World oil exports fall: How new routes are changing global trade
An aerial view shows tugboats helping a crude oil tanker to berth at an oil terminal, off Waidiao Island in Zhoushan, Zhejiang province, China July 18, 2022. cnsphoto via REUTERS
By Asif Aydinly
The global export of crude oil declined by 2% in 2024—the first drop since the COVID-19 pandemic—marking significant shifts in the global oil industry. Reuters, citing shipment data, notes that this decrease stems from weak demand growth, changes in refinery operations, pipeline disruptions, and the redistribution of global trade routes. These factors have exacerbated an already volatile global oil market. Geopolitical tensions remain a major factor influencing the market. The Russia-Ukraine war and escalating conflict in the Middle East have disrupted traditional supply chains. Sanctions and restrictive measures have redirected Russian exports from Europe to India and China.
Simultaneously, Middle Eastern oil exports to Europe fell by 22%, forcing European countries to seek alternative suppliers. As a result, Europe has increased imports from the U.S. and South America, offsetting reductions from the Middle East. Refinery closures in Europe, driven by Red Sea shipping disruptions, have worsened the crisis. The United States has strengthened its position in global oil trade through rising shale oil production. In 2024, the U.S. exported around 4 million barrels per day, accounting for 9.5% of the global market. This rise has allowed the U.S. to surpass many traditional suppliers, including Middle Eastern countries, as a key exporter. This success is attributed to increased production and infrastructure developments such as the expansion of Canada’s Trans Mountain pipeline, which added 590,000 barrels per day to export capacity, boosting shipments to Asian markets. Demand for oil in major consumption centers is declining, further reshaping global trade flows. China, for instance, reduced oil imports by 3% in 2024 due to the rise of electric vehicles, plug-in hybrids, and greater use of liquefied natural gas (LNG) in freight transportation.In Europe, refining capacity has fallen by 1%, influenced by environmental restrictions and government measures to reduce carbon emissions. These trends reflect a broader shift toward reducing oil dependence and adopting cleaner energy sources. The restructuring of trade routes also plays a significant role. The launch of the Dangote refinery in Nigeria has enabled substantial domestic processing, reducing the country’s exports by 13%. However, Nigeria has started importing oil from the U.S., a surprising move for a major exporter. Canada has increased its exports to Asian markets, including China, India, and Japan, following infrastructure improvements. Meanwhile, Europe has reached record levels of imports from the U.S. and Guyana, offsetting reductions in supplies from the Middle East and Russia.
The formation of new trade alliances is an inevitable outcome of these changes. Russia is strengthening ties with China, India, and Iran, creating partnerships that are altering the structure of global oil trade. These alliances provide more flexible market access and help mitigate losses from Western sanctions. However, the redistribution of oil flows has also led to higher transportation costs due to increased freight expenses, reducing refining profitability. Geopolitical conflicts remain critical catalysts for change. The escalation of tensions in Gaza in 2024 led to attacks on Red Sea shipping, driving up oil transportation costs. Amid these events, European refineries have increased oil purchases from the U.S. and South America.
Houthi military helicopter flies over the Galaxy Leader cargo ship in the Red Sea in this photo released November 20, 2023. Houthi Military Media/Handout via REUTERS
While these measures help European countries adapt to new conditions, they also raise costs. Weak demand and environmental initiatives are undermining traditional growth forecasts for the oil market. Before 2020, analysts believed that long-term oil consumption growth was inevitable, compensating for short-term crises.

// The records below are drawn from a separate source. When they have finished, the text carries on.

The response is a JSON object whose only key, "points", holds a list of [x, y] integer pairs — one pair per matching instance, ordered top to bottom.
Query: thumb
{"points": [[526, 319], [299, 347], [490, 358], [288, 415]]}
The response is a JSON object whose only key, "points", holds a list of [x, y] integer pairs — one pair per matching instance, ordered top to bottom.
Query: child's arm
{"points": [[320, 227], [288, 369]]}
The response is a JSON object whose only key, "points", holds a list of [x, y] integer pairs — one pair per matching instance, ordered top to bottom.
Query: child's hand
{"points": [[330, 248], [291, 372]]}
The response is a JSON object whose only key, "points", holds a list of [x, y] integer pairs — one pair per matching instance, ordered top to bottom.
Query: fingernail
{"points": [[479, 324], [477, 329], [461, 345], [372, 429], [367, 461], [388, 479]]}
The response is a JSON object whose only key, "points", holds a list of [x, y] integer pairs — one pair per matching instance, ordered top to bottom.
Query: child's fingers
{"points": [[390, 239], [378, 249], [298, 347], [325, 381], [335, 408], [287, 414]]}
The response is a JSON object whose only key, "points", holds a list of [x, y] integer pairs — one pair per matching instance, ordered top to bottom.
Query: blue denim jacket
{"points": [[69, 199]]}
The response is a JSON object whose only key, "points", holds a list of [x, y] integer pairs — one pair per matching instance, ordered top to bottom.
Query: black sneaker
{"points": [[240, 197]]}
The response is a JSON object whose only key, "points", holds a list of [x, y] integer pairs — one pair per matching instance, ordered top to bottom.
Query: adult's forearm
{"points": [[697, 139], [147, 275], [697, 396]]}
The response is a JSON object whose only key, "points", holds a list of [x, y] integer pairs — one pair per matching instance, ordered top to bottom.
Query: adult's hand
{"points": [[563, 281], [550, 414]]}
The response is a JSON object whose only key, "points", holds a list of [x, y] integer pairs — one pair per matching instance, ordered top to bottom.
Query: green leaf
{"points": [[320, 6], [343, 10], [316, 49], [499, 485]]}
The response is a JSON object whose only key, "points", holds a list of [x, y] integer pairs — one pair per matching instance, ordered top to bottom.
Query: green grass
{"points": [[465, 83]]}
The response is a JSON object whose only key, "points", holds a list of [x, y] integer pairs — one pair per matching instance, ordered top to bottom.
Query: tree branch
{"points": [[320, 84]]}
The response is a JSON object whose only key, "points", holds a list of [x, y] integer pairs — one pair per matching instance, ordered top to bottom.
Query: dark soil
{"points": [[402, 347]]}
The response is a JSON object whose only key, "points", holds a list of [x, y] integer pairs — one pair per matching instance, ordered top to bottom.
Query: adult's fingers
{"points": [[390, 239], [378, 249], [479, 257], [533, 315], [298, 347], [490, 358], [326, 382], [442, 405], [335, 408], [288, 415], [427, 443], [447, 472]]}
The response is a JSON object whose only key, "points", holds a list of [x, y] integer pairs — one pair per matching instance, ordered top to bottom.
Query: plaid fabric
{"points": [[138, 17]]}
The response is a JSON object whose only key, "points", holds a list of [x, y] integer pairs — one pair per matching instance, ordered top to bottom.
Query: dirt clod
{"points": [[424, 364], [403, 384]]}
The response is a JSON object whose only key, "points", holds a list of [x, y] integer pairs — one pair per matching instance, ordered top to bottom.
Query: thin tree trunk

However, recent years have shown that this confidence is no longer justified. Declining demand in China, the rapid development of renewable energy, and the implementation of environmental regulations are reshaping expectations. In 2024, many countries increased their reliance on natural gas and renewable energy, reducing dependence on oil.
These changes signal that the oil market has entered a new era. The previous stability has given way to ongoing volatility, where political decisions and conflicts play a central role. Countries and companies are being forced to adapt. For example, the U.S. and Canada are actively expanding export capacities, while Middle Eastern nations face heightened competition and the need to diversify markets. The outlook for 2025 remains uncertain. Proposed sanctions by U.S. President Donald Trump, including a 25% tariff on oil imports from Canada and Mexico, could further redistribute trade flows.
Additionally, declining oil demand in major economies like China and Europe will accelerate the transition to alternative energy sources. Amid these changes, leading players must devise new strategies to maintain their positions. The global oil industry will not return to the "normalcy" of 2019. Volatility, geopolitical risks, and changing consumer preferences are shaping a new reality where success depends on the ability to adapt quickly.